Je me suis donc inscrit à une scène ouverte de Stand-up. Des humoristes viennent tester des « 5 minutes » face à un public. Pour ne rien vous cacher, cela fait des années que j’y pense et que je me rêve d’être sur scène. Premier problème, je fais de la poésie alors que tout le monde est venu faire de l’humour. Ça fout la pression d’entrée de jeu. Est-ce que de la poésie a sa place dans ce genre de soirée où les gens viennent rigoler ? Tout ce que je sais, c’est que l’organisatrice a validé ma venue.
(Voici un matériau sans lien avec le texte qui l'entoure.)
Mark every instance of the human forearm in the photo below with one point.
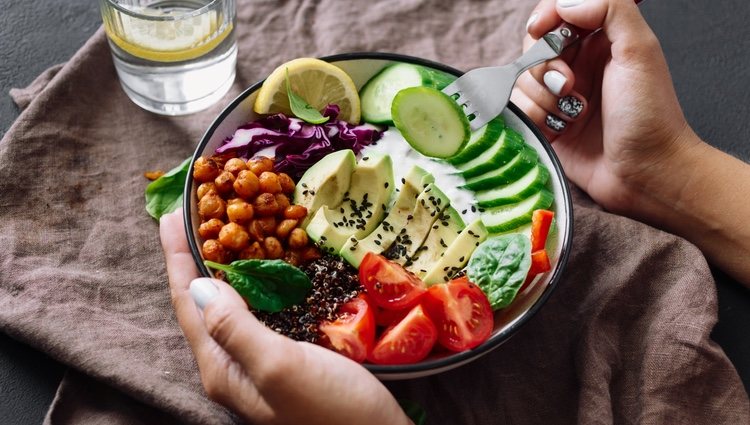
(703, 195)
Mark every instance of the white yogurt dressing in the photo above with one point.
(404, 157)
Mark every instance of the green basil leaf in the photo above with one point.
(414, 411)
(164, 194)
(267, 285)
(499, 267)
(302, 109)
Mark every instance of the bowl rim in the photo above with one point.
(455, 359)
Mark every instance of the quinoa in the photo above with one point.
(334, 282)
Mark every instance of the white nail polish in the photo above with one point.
(203, 290)
(569, 3)
(554, 81)
(533, 18)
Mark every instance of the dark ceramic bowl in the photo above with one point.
(362, 66)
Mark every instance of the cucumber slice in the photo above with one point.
(378, 93)
(431, 121)
(508, 173)
(509, 217)
(496, 156)
(517, 191)
(480, 141)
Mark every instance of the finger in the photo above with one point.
(246, 340)
(550, 124)
(632, 39)
(181, 271)
(555, 74)
(542, 19)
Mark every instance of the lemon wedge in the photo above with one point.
(167, 40)
(318, 82)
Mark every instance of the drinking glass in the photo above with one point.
(173, 57)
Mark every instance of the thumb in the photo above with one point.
(230, 323)
(621, 21)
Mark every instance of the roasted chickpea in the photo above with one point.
(283, 202)
(235, 165)
(254, 251)
(285, 228)
(213, 250)
(269, 182)
(255, 229)
(204, 188)
(297, 212)
(273, 248)
(260, 164)
(267, 225)
(239, 211)
(246, 185)
(310, 253)
(286, 182)
(293, 257)
(205, 170)
(224, 182)
(211, 206)
(210, 229)
(265, 205)
(234, 237)
(298, 239)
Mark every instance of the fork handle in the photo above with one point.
(567, 34)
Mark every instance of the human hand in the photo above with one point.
(263, 376)
(624, 124)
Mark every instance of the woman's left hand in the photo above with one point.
(261, 375)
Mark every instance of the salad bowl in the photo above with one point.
(361, 67)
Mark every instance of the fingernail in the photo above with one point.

Je me fous la pression. En serais-je capable ? Le stress commence à monter alors que je ne joue que dans 10 jours ! Je passe une semaine à apprendre mon texte ‘Cap sur le bonheur’. Ma hantise : avoir un trou sur scène. J’ai une piètre mémoire des mots, et il me faut travailler beaucoup pour me rappeler d’un texte, même le mien. Je répète inlassablement en associant une gestuelle aux différentes phrases. Ça m’aide à me souvenir du déroulé de l’histoire que je raconte.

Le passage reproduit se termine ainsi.